Três mistificações da maioria de esquerda

Primeira mistificação. O Parlamento é maioritariamente de esquerda, visto que PS+BE+PCP somam 122 deputados em 230. Mas há na AR, igualmente, uma maioria de centro PS+PSD – e até com mais deputados, 175 no total. Ou seja, as maiorias parlamentares são de geometria variável. Dependem sempre do que queiram fazer os dois grandes partidos, PSD…

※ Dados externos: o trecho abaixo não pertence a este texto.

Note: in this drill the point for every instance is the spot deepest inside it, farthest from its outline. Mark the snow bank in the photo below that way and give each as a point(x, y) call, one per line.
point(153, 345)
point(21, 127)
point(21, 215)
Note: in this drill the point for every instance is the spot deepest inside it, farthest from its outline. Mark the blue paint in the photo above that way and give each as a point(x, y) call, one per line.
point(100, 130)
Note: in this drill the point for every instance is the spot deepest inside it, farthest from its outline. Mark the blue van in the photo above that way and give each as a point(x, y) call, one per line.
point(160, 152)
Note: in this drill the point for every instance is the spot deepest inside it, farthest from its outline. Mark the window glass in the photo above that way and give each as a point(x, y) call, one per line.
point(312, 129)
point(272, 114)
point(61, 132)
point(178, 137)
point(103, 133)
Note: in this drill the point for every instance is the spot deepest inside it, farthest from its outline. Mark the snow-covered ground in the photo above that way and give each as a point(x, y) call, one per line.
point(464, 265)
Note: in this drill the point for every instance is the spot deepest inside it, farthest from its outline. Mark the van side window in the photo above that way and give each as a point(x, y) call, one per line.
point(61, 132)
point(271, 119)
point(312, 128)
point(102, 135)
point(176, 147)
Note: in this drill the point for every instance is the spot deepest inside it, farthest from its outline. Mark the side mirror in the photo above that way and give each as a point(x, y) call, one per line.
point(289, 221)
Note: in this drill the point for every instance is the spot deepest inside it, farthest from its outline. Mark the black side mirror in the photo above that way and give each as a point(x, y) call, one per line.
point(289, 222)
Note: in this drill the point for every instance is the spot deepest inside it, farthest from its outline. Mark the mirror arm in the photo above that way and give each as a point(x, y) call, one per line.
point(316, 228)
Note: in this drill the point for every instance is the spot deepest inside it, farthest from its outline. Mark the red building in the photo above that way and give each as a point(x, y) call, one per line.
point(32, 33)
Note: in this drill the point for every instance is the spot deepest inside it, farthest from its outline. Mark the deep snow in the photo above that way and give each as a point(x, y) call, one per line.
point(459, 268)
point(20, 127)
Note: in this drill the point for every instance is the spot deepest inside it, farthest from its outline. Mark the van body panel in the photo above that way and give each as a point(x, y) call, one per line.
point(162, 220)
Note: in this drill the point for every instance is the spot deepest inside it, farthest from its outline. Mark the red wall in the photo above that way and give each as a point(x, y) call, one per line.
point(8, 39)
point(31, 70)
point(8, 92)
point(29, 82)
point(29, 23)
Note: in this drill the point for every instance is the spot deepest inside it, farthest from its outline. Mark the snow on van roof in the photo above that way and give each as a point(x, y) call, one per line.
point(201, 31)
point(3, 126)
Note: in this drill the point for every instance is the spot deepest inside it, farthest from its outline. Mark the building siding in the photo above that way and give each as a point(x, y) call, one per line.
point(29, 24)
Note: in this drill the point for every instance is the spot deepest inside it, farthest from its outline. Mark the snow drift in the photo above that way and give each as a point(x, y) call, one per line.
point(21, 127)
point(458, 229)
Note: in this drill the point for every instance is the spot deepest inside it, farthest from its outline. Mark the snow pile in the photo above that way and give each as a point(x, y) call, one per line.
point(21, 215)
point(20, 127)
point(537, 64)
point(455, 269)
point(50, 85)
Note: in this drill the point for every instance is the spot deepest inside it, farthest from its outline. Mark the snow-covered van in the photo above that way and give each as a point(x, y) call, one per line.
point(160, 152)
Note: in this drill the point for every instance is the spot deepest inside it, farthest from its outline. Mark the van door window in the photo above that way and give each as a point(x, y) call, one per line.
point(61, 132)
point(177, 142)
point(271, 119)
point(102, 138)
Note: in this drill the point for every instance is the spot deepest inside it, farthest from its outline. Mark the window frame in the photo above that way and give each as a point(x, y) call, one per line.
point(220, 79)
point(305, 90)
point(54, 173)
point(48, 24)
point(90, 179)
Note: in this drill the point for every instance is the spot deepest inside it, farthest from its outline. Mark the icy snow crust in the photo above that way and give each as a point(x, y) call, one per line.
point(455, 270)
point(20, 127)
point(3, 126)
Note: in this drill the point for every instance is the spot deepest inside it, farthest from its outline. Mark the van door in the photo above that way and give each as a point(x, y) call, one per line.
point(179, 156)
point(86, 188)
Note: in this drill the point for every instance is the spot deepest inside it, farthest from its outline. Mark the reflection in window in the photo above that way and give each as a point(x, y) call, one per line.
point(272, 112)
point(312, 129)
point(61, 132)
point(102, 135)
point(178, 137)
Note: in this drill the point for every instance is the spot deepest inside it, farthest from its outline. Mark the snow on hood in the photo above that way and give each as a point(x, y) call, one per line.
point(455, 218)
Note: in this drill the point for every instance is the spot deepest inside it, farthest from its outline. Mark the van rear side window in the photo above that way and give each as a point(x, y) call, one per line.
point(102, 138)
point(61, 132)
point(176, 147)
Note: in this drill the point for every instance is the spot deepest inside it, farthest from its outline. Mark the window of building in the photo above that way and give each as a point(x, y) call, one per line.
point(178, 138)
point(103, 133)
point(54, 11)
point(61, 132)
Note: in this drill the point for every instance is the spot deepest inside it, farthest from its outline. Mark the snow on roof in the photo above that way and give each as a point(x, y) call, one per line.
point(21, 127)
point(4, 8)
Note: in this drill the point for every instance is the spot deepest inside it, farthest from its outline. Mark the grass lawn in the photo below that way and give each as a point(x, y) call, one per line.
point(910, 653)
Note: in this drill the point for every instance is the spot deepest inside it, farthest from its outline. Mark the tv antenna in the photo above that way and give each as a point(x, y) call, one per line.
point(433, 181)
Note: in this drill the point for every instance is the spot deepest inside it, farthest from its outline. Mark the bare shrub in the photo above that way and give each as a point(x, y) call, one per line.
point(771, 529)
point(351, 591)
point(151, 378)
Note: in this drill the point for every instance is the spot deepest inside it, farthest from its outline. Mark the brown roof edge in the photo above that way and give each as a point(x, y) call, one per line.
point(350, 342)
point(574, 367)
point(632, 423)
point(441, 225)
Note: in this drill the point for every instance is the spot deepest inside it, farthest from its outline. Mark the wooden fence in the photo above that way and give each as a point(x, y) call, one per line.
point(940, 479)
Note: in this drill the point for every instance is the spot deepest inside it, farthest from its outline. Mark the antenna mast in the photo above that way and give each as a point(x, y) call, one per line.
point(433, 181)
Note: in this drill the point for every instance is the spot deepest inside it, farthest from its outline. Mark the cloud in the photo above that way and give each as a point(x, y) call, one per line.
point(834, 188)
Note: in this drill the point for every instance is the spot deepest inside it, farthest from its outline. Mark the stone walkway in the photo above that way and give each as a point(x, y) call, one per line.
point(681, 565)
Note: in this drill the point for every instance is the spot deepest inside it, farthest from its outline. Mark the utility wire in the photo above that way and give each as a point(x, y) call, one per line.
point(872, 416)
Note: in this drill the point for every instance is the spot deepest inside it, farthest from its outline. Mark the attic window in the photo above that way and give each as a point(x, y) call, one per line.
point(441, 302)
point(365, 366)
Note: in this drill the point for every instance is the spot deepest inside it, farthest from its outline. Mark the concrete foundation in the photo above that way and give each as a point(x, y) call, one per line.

Aliás, nestes 40 anos houve quase sempre uma maioria de deputados de esquerda na AR. Maioria aritmética, mas nunca política. Mário Soares recusou-a repetidamente em 1976 (governando o PS em minoria), em 1978 (ao formar uma maioria com o CDS) e em 1983 (quando optou pelo apoio do PSD). Também António Guterres ignorou essa maioria aritmética em 1995 (quando lhe faltavam 4 deputados para a maioria) e em 1999 (quando lhe bastava um só deputado). E até José Sócrates, em 2009, recusou uma maioria disponível com os 31 parlamentares do BE e do PCP, preferindo governar em minoria.

Segunda mistificação. Há uma maioria clara de mais de 60% dos eleitores (todos menos os que votaram na coligação) contra a austeridade. Ora, como é óbvio, ninguém vota a favor da austeridade, todos terão votado contra ela. Desde os eleitores dos partidos de esquerda aos do PSD e do CDS, crentes de que era possível o Governo aliviá-la agora, depois de ter posto as contas do país em ordem nos últimos quatro anos. E, pela mesma lógica, se poderia dizer que mais de 80% dos eleitores (todos menos os do BE e do PCP) votou a favor da União Europeia e da moeda única – e que o PS defraudou essa ampla maioria.

Terceira mistificação. Isto é a democracia a funcionar, diz a esquerda. E é, também, uma chico-espertice pós-eleitoral – governam os derrotados – feita ao abrigo das generosas regras da democracia, mas que a desvirtua – ética e politicamente. António Costa sempre escondeu, antes do dia 4 de outubro, que tinha no bolso esta solução à Syriza. Se o tivesse revelado antes, o PS não chegaria aos 32,3% de votantes que teve. Por certo, não atingiria sequer os 25%. Como adiante se verá.